Andy Warhol, Oxidation Painting, 1978, ©AWF
About the Art:
In the late 1970s and early 1980s, Andy Warhol focused for the first time on the exploration of abstraction. While paintings he made in the 1960s with repeated blocks of imagery forming a patterned surface—and even some early experiments in the 1950s suggest a certain abstraction—his abstract works in the late ’70s and ’80s have no discernable representational imagery. With these paintings, often created in large series that included mural-sized works, the artist dives into the beauty and mood of color and texture in a way he had not done before. Yet, Warhol’s delving into abstraction is not without coy references and plays between what’s real and what’s abstract. For example, the Shadows series are abstract paintings of what is ostensibly a “real” shadow.

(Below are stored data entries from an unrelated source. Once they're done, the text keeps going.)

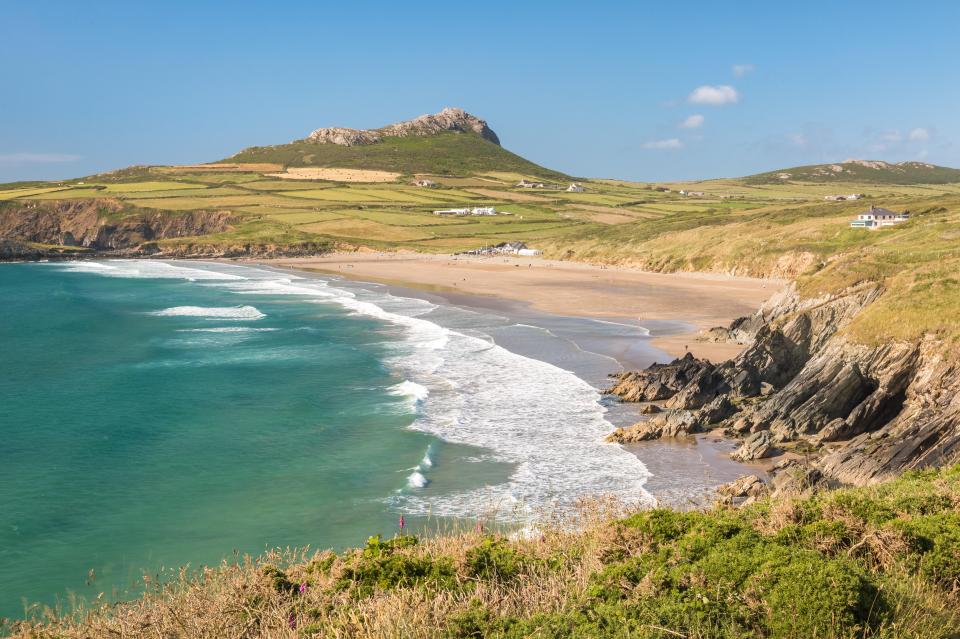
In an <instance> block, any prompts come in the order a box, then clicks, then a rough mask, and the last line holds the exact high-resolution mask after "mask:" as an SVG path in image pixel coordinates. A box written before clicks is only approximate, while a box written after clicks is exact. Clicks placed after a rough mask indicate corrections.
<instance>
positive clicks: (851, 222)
mask: <svg viewBox="0 0 960 639" xmlns="http://www.w3.org/2000/svg"><path fill="white" fill-rule="evenodd" d="M909 219H910V213H909V211H904V212H903V213H897V212H896V211H891V210H890V209H884V208H880V207H877V206H871V207H870V210H869V211H864V212H863V213H861V214H860V215H858V216H857V219H855V220H853V221H852V222H850V226H852V227H853V228H855V229H870V230H871V231H875V230H877V229H879V228H883V227H886V226H895V225H897V224H900V223H901V222H906V221H907V220H909Z"/></svg>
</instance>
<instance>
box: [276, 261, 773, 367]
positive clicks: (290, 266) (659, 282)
mask: <svg viewBox="0 0 960 639" xmlns="http://www.w3.org/2000/svg"><path fill="white" fill-rule="evenodd" d="M257 261H258V262H261V263H264V264H270V265H273V266H282V267H290V268H295V269H301V270H308V271H316V272H322V273H332V274H337V275H341V276H343V277H346V278H349V279H355V280H363V281H372V282H381V283H386V284H394V285H399V286H404V287H408V288H416V289H420V290H425V291H430V292H435V293H461V294H470V295H479V296H492V297H499V298H505V299H510V300H516V301H520V302H523V303H526V304H528V305H530V307H532V308H534V309H538V310H541V311H545V312H548V313H553V314H559V315H567V316H580V317H596V318H620V319H630V320H633V321H638V322H640V323H641V324H643V325H644V326H646V327H648V328H650V330H651V335H652V336H653V338H654V339H653V341H652V345H653V346H655V347H656V348H658V349H660V350H661V351H662V352H663V353H665V354H668V355H669V356H671V357H679V356H681V355H683V354H684V353H685V352H686V351H687V350H689V351H691V352H693V354H694V355H697V356H699V357H705V358H707V359H710V360H712V361H722V360H725V359H729V358H731V357H734V356H736V355H737V353H739V352H740V350H741V349H742V347H740V346H739V345H736V344H717V343H712V342H698V341H697V334H698V333H699V331H701V330H703V329H707V328H712V327H714V326H724V325H727V324H729V323H730V322H731V321H732V320H734V319H736V318H738V317H742V316H744V315H748V314H750V313H752V312H754V311H755V310H756V309H757V308H759V307H760V305H761V304H762V303H763V302H764V301H765V300H766V299H767V298H769V297H770V296H771V295H773V294H774V293H776V292H777V291H779V290H780V289H781V288H783V286H785V284H786V282H785V281H783V280H770V279H757V278H748V277H734V276H728V275H718V274H705V273H676V274H664V273H649V272H645V271H638V270H634V269H629V268H619V267H601V266H594V265H590V264H582V263H577V262H560V261H555V260H543V259H538V258H521V257H504V256H497V257H477V256H451V255H424V254H418V253H375V252H355V253H336V254H331V255H325V256H320V257H308V258H279V259H275V260H257ZM663 320H666V322H663ZM660 359H665V357H661V358H660Z"/></svg>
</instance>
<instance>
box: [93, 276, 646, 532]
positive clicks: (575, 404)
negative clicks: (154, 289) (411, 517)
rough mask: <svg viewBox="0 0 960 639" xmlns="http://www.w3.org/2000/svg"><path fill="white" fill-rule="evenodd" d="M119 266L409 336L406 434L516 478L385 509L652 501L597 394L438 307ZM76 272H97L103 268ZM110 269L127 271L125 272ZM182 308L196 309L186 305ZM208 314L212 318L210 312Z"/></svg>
mask: <svg viewBox="0 0 960 639" xmlns="http://www.w3.org/2000/svg"><path fill="white" fill-rule="evenodd" d="M76 264H81V265H91V264H97V263H95V262H80V263H76ZM117 264H118V263H117V262H110V263H109V265H106V266H107V269H108V270H107V272H103V273H102V274H104V275H109V276H119V277H128V276H129V277H156V276H157V275H155V274H154V273H156V272H162V273H164V274H165V275H164V276H170V277H174V276H178V277H182V278H183V279H200V278H197V277H195V275H196V273H197V272H199V273H202V274H203V275H202V278H203V279H205V280H210V281H208V282H204V285H208V286H215V287H218V288H222V289H225V290H230V291H232V292H235V293H237V294H241V295H298V296H302V297H304V298H305V299H312V300H314V301H315V302H317V303H321V304H336V305H338V306H340V307H342V308H344V309H346V310H348V311H350V312H351V313H354V314H357V315H363V316H366V317H371V318H374V319H376V320H379V321H381V322H383V323H384V330H387V329H388V328H389V327H394V329H395V330H398V331H399V333H400V335H399V336H400V337H402V340H400V341H394V340H391V341H390V342H389V343H388V347H389V348H390V357H389V358H388V360H387V362H386V363H387V364H388V365H389V366H390V367H391V368H393V370H394V371H395V372H396V373H397V375H398V376H400V377H401V379H404V380H405V382H401V383H400V384H397V385H396V386H394V387H393V388H392V389H391V390H390V391H389V392H391V393H398V394H404V395H406V396H408V397H411V398H413V399H414V400H415V401H416V402H417V418H416V419H415V420H414V421H413V423H412V424H411V428H413V429H416V430H420V431H423V432H426V433H430V434H433V435H435V436H437V437H439V438H441V439H444V440H446V441H449V442H454V443H459V444H466V445H471V446H477V447H481V448H484V449H486V450H488V451H490V452H489V453H487V454H485V455H483V457H484V458H487V457H490V458H492V459H493V460H494V461H498V462H506V463H509V464H512V465H513V471H512V473H511V475H510V477H509V479H508V480H507V481H505V482H503V483H500V484H497V485H493V486H486V487H481V488H476V489H474V490H465V491H443V490H435V491H431V493H430V494H423V493H420V492H419V491H416V490H413V491H410V492H405V491H401V493H400V494H398V495H395V496H394V497H392V498H390V502H391V503H392V504H393V505H394V506H395V507H397V508H400V509H402V510H403V511H404V512H409V513H419V514H427V513H433V514H435V515H454V516H476V515H478V514H480V513H485V512H490V510H491V508H493V507H498V506H499V507H500V513H501V516H503V517H504V518H514V519H516V518H520V519H524V520H529V519H530V518H531V516H535V513H536V511H540V512H543V511H542V510H541V509H544V510H550V509H552V508H555V507H567V506H572V505H573V504H575V503H576V502H577V501H578V500H579V499H581V498H583V497H589V496H596V495H600V494H608V495H612V496H614V497H616V498H619V499H620V500H622V501H624V502H628V503H632V502H645V503H649V502H651V501H652V499H651V497H650V496H649V494H648V493H646V491H644V489H643V485H644V483H645V481H646V478H647V477H648V476H649V473H648V471H647V470H646V467H645V466H644V465H643V464H642V463H641V462H640V460H639V459H637V457H636V456H634V455H632V454H631V453H629V452H627V451H626V450H624V449H623V448H621V447H619V446H616V445H612V444H607V443H604V441H603V437H604V436H605V435H606V434H607V433H609V432H610V431H611V430H613V426H612V425H611V424H610V423H609V422H608V421H607V420H606V419H605V418H604V413H605V411H606V409H605V408H603V406H602V405H601V404H600V402H599V400H600V395H599V393H598V391H597V390H596V389H595V388H593V387H592V386H590V385H589V384H587V383H586V382H585V381H583V380H581V379H579V378H578V377H576V376H575V375H574V374H573V373H571V372H568V371H565V370H562V369H560V368H558V367H556V366H553V365H551V364H548V363H546V362H542V361H539V360H535V359H530V358H527V357H523V356H521V355H517V354H515V353H512V352H510V351H508V350H506V349H504V348H502V347H500V346H497V345H495V344H493V343H492V341H491V340H490V338H489V337H488V336H486V335H483V334H479V333H477V334H469V333H471V332H473V331H470V330H469V329H468V328H467V327H463V328H462V330H456V331H455V330H451V329H448V328H444V327H443V326H440V325H439V324H437V323H435V322H433V321H430V317H431V313H432V312H434V311H435V310H437V306H436V305H434V304H431V303H430V302H426V301H424V300H416V299H409V298H403V297H397V296H393V295H391V294H389V293H387V292H384V291H382V290H372V291H366V290H362V289H357V290H348V289H347V288H345V287H342V286H338V285H336V283H335V282H330V281H325V280H322V279H319V278H304V277H298V276H295V275H290V274H287V273H279V272H275V271H272V270H269V269H264V268H255V267H240V266H233V265H225V264H216V265H210V266H207V265H201V266H198V265H197V264H196V263H193V262H191V266H190V267H183V266H180V264H179V263H168V264H167V268H157V267H155V265H157V264H162V263H160V262H148V264H150V265H151V266H150V267H149V268H147V267H143V268H140V267H138V266H136V265H131V264H129V263H128V264H123V265H122V268H121V267H119V266H117ZM78 268H88V270H89V272H94V270H95V269H97V268H99V267H96V266H84V267H78ZM111 268H113V269H117V268H120V269H121V270H122V271H123V273H124V274H123V275H119V274H117V273H115V272H114V271H109V269H111ZM132 273H137V275H131V274H132ZM148 273H149V274H148ZM177 273H179V275H178V274H177ZM218 280H219V281H218ZM183 308H191V309H197V308H199V307H179V309H183ZM238 308H242V309H252V311H250V310H245V311H243V312H244V313H252V312H253V311H255V312H256V313H257V314H258V316H262V314H260V312H259V311H257V310H256V309H255V308H254V307H252V306H249V307H247V306H242V307H232V309H231V312H234V311H236V310H237V309H238ZM166 310H167V312H171V311H172V309H166ZM202 310H203V311H204V312H205V313H206V315H204V316H206V317H210V315H209V311H210V310H211V309H202ZM214 311H215V312H219V311H217V310H216V309H214ZM198 315H199V312H198ZM216 318H217V319H224V318H225V317H224V316H217V317H216ZM244 319H249V318H244ZM625 326H626V325H625ZM458 328H461V327H459V326H458ZM629 328H630V329H631V330H634V331H636V330H637V329H638V327H634V326H630V327H629ZM405 384H406V385H405ZM401 389H402V390H401ZM421 389H422V390H421ZM424 391H426V392H424ZM431 464H432V461H431ZM429 468H430V466H428V465H426V464H423V463H421V464H420V465H419V466H418V467H417V469H416V470H415V471H414V472H413V473H412V474H411V475H410V476H409V477H408V480H407V485H408V487H409V488H413V489H416V488H422V487H423V486H425V485H426V483H427V482H428V480H427V477H426V476H425V474H424V472H426V471H427V470H428V469H429ZM438 488H442V487H438Z"/></svg>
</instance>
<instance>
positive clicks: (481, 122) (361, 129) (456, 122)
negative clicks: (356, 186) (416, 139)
mask: <svg viewBox="0 0 960 639" xmlns="http://www.w3.org/2000/svg"><path fill="white" fill-rule="evenodd" d="M447 131H455V132H460V133H466V132H473V133H477V134H479V135H480V136H481V137H483V138H484V139H486V140H489V141H490V142H493V143H494V144H500V139H499V138H498V137H497V134H496V133H494V132H493V130H492V129H491V128H490V127H489V126H487V123H486V121H484V120H481V119H480V118H478V117H476V116H474V115H470V114H469V113H467V112H466V111H464V110H463V109H458V108H450V107H448V108H446V109H443V110H442V111H440V112H439V113H434V114H432V115H429V114H428V115H421V116H419V117H416V118H413V119H412V120H405V121H403V122H397V123H395V124H389V125H387V126H384V127H381V128H379V129H348V128H343V127H331V128H323V129H317V130H316V131H313V132H312V133H311V134H310V135H308V136H307V137H306V139H307V140H309V141H312V142H319V143H320V144H338V145H340V146H358V145H365V144H376V143H378V142H382V141H383V139H384V138H391V137H395V138H403V137H409V136H427V135H436V134H438V133H444V132H447Z"/></svg>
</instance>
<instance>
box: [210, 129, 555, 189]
mask: <svg viewBox="0 0 960 639" xmlns="http://www.w3.org/2000/svg"><path fill="white" fill-rule="evenodd" d="M221 162H225V163H238V164H259V163H273V164H282V165H284V166H288V167H290V166H316V167H336V168H348V169H368V170H377V171H392V172H395V173H401V174H404V175H413V174H418V173H429V174H433V175H458V176H467V175H476V174H479V173H486V172H489V171H500V172H510V173H520V174H522V175H530V176H537V177H540V178H542V179H545V180H557V181H562V180H567V179H568V176H566V175H564V174H563V173H560V172H558V171H553V170H550V169H546V168H544V167H542V166H540V165H538V164H534V163H533V162H530V161H529V160H526V159H524V158H522V157H520V156H519V155H517V154H515V153H511V152H510V151H507V150H506V149H504V148H503V147H501V146H500V145H498V144H494V143H493V142H490V141H489V140H486V139H484V138H483V137H481V136H480V135H479V134H477V133H473V132H465V133H461V132H445V133H437V134H434V135H428V136H409V137H391V138H386V139H384V141H382V142H377V143H375V144H362V145H356V146H341V145H338V144H323V143H320V142H314V141H311V140H297V141H295V142H291V143H289V144H278V145H274V146H254V147H250V148H248V149H244V150H243V151H240V152H239V153H237V154H236V155H234V156H232V157H229V158H226V159H225V160H221Z"/></svg>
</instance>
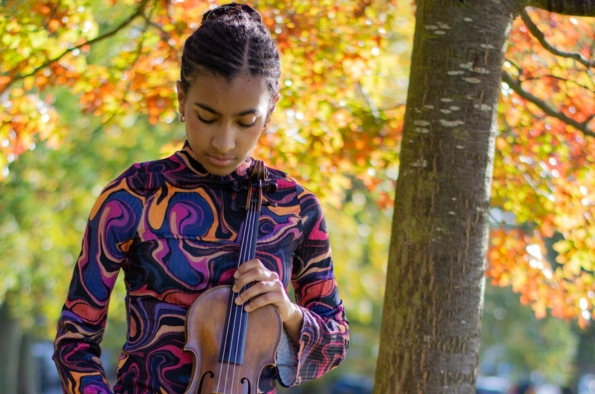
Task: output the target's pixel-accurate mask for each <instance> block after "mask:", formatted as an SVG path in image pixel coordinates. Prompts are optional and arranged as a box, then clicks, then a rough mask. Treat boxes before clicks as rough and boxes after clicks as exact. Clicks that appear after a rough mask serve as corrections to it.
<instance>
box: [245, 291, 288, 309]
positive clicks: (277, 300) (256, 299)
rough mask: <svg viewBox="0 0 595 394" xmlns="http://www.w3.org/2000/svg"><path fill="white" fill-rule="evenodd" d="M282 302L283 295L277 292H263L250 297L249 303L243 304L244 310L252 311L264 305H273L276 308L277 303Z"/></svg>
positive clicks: (260, 307) (281, 302) (277, 303)
mask: <svg viewBox="0 0 595 394" xmlns="http://www.w3.org/2000/svg"><path fill="white" fill-rule="evenodd" d="M282 303H283V297H282V295H281V294H279V293H277V292H270V293H264V294H260V295H259V296H258V297H254V298H252V299H251V300H250V302H249V303H247V304H244V310H245V311H246V312H252V311H254V310H256V309H258V308H262V307H263V306H266V305H274V306H275V307H277V308H278V305H279V304H282Z"/></svg>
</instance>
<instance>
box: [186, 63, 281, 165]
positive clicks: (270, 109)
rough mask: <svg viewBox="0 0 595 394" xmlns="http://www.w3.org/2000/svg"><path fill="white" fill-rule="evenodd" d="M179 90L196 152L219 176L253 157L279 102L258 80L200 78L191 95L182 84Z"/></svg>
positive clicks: (190, 140)
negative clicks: (261, 138) (273, 113)
mask: <svg viewBox="0 0 595 394" xmlns="http://www.w3.org/2000/svg"><path fill="white" fill-rule="evenodd" d="M177 88H178V105H179V110H180V114H182V115H184V116H185V117H186V123H185V125H186V138H187V140H188V143H189V144H190V148H192V152H193V153H194V155H195V156H196V159H197V160H198V161H199V162H200V164H202V165H203V167H205V169H206V170H207V171H208V172H210V173H211V174H214V175H228V174H230V173H232V172H233V171H234V170H235V169H236V168H238V166H239V165H240V164H242V162H243V161H244V160H246V159H247V158H248V157H249V156H250V154H251V153H252V150H253V149H254V147H255V146H256V143H257V142H258V139H259V137H260V134H261V133H262V131H263V130H264V128H265V125H266V123H267V122H268V120H269V118H270V115H271V113H272V112H273V110H274V109H275V104H276V102H277V100H278V96H276V97H274V98H271V95H270V92H269V90H268V86H267V83H266V80H265V79H264V78H261V77H258V76H238V77H236V78H234V79H233V80H231V81H227V80H226V79H225V78H222V77H215V76H207V75H197V76H196V77H195V78H194V81H193V83H192V84H191V85H190V87H189V88H188V91H187V92H186V94H184V92H183V90H182V85H181V82H180V81H178V84H177Z"/></svg>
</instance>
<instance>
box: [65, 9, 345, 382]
mask: <svg viewBox="0 0 595 394" xmlns="http://www.w3.org/2000/svg"><path fill="white" fill-rule="evenodd" d="M279 76H280V64H279V54H278V51H277V48H276V45H275V43H274V41H273V39H272V38H271V36H270V34H269V32H268V31H267V29H266V27H265V26H264V25H263V23H262V21H261V19H260V15H259V14H258V13H257V12H256V11H255V10H253V9H252V8H250V7H248V6H246V5H237V4H229V5H225V6H220V7H218V8H215V9H213V10H211V11H209V12H207V13H206V14H205V15H204V17H203V20H202V24H201V26H200V27H199V28H198V29H197V31H195V32H194V33H193V34H192V35H191V36H190V37H189V38H188V39H187V41H186V43H185V46H184V54H183V57H182V69H181V80H180V81H178V83H177V91H178V101H179V111H180V120H181V121H182V122H185V127H186V138H187V141H186V143H185V145H184V147H183V148H182V150H180V151H178V152H176V153H174V154H173V155H172V156H170V157H168V158H166V159H163V160H156V161H151V162H146V163H141V164H135V165H133V166H132V167H130V168H129V169H128V170H126V171H125V172H124V173H123V174H122V175H120V176H119V177H118V178H117V179H115V180H114V181H113V182H111V183H110V184H109V185H107V186H106V188H105V189H104V190H103V192H102V193H101V195H100V196H99V198H98V200H97V202H96V204H95V206H94V207H93V210H92V212H91V215H90V218H89V222H88V226H87V229H86V231H85V235H84V239H83V245H82V252H81V254H80V256H79V258H78V260H77V264H76V267H75V270H74V274H73V277H72V282H71V285H70V290H69V293H68V296H67V299H66V303H65V305H64V308H63V311H62V315H61V317H60V320H59V323H58V333H57V336H56V341H55V354H54V360H55V361H56V365H57V367H58V370H59V373H60V376H61V379H62V384H63V387H64V391H65V392H68V393H104V392H105V393H107V392H110V387H109V385H108V382H107V380H106V378H105V373H104V370H103V367H102V365H101V362H100V360H99V356H100V353H101V351H100V347H99V344H100V342H101V339H102V335H103V331H104V328H105V323H106V316H107V310H108V303H109V298H110V294H111V291H112V288H113V286H114V283H115V281H116V277H117V275H118V273H119V272H120V270H121V271H123V273H124V281H125V283H126V291H127V295H126V314H127V321H128V333H127V338H126V342H125V344H124V346H123V349H122V354H121V356H120V362H119V366H118V381H117V383H116V385H115V386H114V388H113V391H114V392H116V393H183V392H184V391H185V390H186V388H187V386H188V382H189V379H190V376H191V372H192V362H193V357H192V354H191V353H190V352H187V351H184V345H185V343H186V335H185V322H186V315H187V311H188V309H189V307H190V306H191V305H192V303H193V302H194V301H195V300H196V299H197V298H198V297H199V296H200V295H201V294H202V293H204V292H205V291H206V290H208V289H210V288H213V287H214V286H219V285H229V284H234V283H235V285H234V287H233V291H236V292H237V291H238V289H240V288H242V287H243V286H244V285H246V284H248V283H252V284H253V285H252V287H250V288H249V290H247V291H245V292H244V293H242V294H241V297H240V299H239V301H238V303H239V304H243V305H244V307H245V310H246V311H248V312H250V311H253V310H255V309H257V308H259V307H262V306H263V305H268V304H272V305H274V306H276V307H277V309H278V311H279V314H280V316H281V319H282V321H283V335H282V339H281V345H280V346H279V350H278V353H277V361H278V364H277V367H276V368H268V369H266V370H264V372H263V374H262V375H261V378H260V382H259V390H260V391H261V392H263V393H275V392H276V389H275V380H278V381H279V382H280V383H281V384H282V385H284V386H291V385H297V384H300V383H302V382H304V381H307V380H311V379H315V378H317V377H320V376H322V375H323V374H324V373H326V372H328V371H329V370H331V369H332V368H334V367H335V366H336V365H337V364H339V363H340V362H341V361H342V359H343V358H344V357H345V351H346V349H347V346H348V343H349V340H348V323H347V320H346V318H345V313H344V309H343V304H342V302H341V300H340V298H339V295H338V292H337V287H336V281H335V278H334V274H333V264H332V260H331V252H330V246H329V239H328V234H327V230H326V226H325V222H324V217H323V214H322V211H321V208H320V204H319V201H318V199H317V198H316V196H315V195H313V194H312V193H311V192H309V191H308V190H306V189H305V188H303V187H302V186H301V185H300V184H298V183H297V182H296V181H295V180H293V179H292V178H290V177H288V176H287V175H286V174H285V173H283V172H281V171H278V170H275V169H272V168H267V173H268V180H269V181H271V182H274V183H276V185H277V190H276V191H269V192H266V193H265V197H266V200H267V201H269V202H270V203H273V204H269V205H265V206H263V207H262V210H261V216H260V221H259V234H258V245H257V252H256V259H254V260H250V261H248V262H246V263H244V264H243V265H241V266H240V268H239V269H236V265H237V261H238V256H239V244H238V242H239V239H238V233H239V229H240V226H241V224H242V221H243V220H244V217H245V211H244V210H242V209H241V208H238V205H239V204H241V203H243V200H242V199H245V198H246V197H245V196H246V194H245V193H246V192H245V191H242V190H240V191H238V188H237V185H238V184H239V183H246V182H247V179H248V174H247V172H248V169H249V168H250V167H251V165H252V164H253V162H254V159H252V158H251V157H250V154H251V152H252V150H253V149H254V147H255V146H256V144H257V142H258V140H259V137H260V135H261V133H262V132H263V131H264V130H266V127H267V123H268V122H269V119H270V117H271V114H272V113H273V111H274V109H275V104H276V103H277V101H278V99H279ZM246 184H247V183H246ZM234 185H235V186H234ZM275 205H276V206H275ZM290 281H291V283H292V285H293V288H294V290H295V295H296V303H293V302H292V301H291V300H290V299H289V297H288V296H287V291H286V289H287V288H288V286H289V283H290ZM205 319H208V316H205Z"/></svg>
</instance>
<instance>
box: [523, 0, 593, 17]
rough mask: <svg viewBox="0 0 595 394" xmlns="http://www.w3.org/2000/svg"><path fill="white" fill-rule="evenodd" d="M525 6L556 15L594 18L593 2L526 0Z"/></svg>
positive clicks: (575, 0) (558, 0) (583, 1)
mask: <svg viewBox="0 0 595 394" xmlns="http://www.w3.org/2000/svg"><path fill="white" fill-rule="evenodd" d="M527 5H528V6H531V7H536V8H541V9H544V10H546V11H550V12H555V13H557V14H564V15H574V16H595V0H528V1H527Z"/></svg>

In December 1977 Warhol began the Oxidations, iridescent canvases made up of coppery yellows, oranges and greens. Surprisingly, the only paint used by the artist in this very “painterly” work was the metallic copper background. Warhol invited friends and acquaintances to urinate onto a canvas covered in metallic paint in order to cause oxidation. The uric acid reacted with the copper in the paint, removing components of the pure metal to form mineral salts. Some colors developed immediately while others like blue and green formed later on top of the red or brown copper oxides. Warhol and his collaborators experimented with both pattern and coloration by using a variety of metallic background paints and by varying the maker’s fluid and food intake. Critics have made numerous comparisons between the Oxidation series and Jackson Pollack’s famous drip paintings from the 1940s and early 1950s.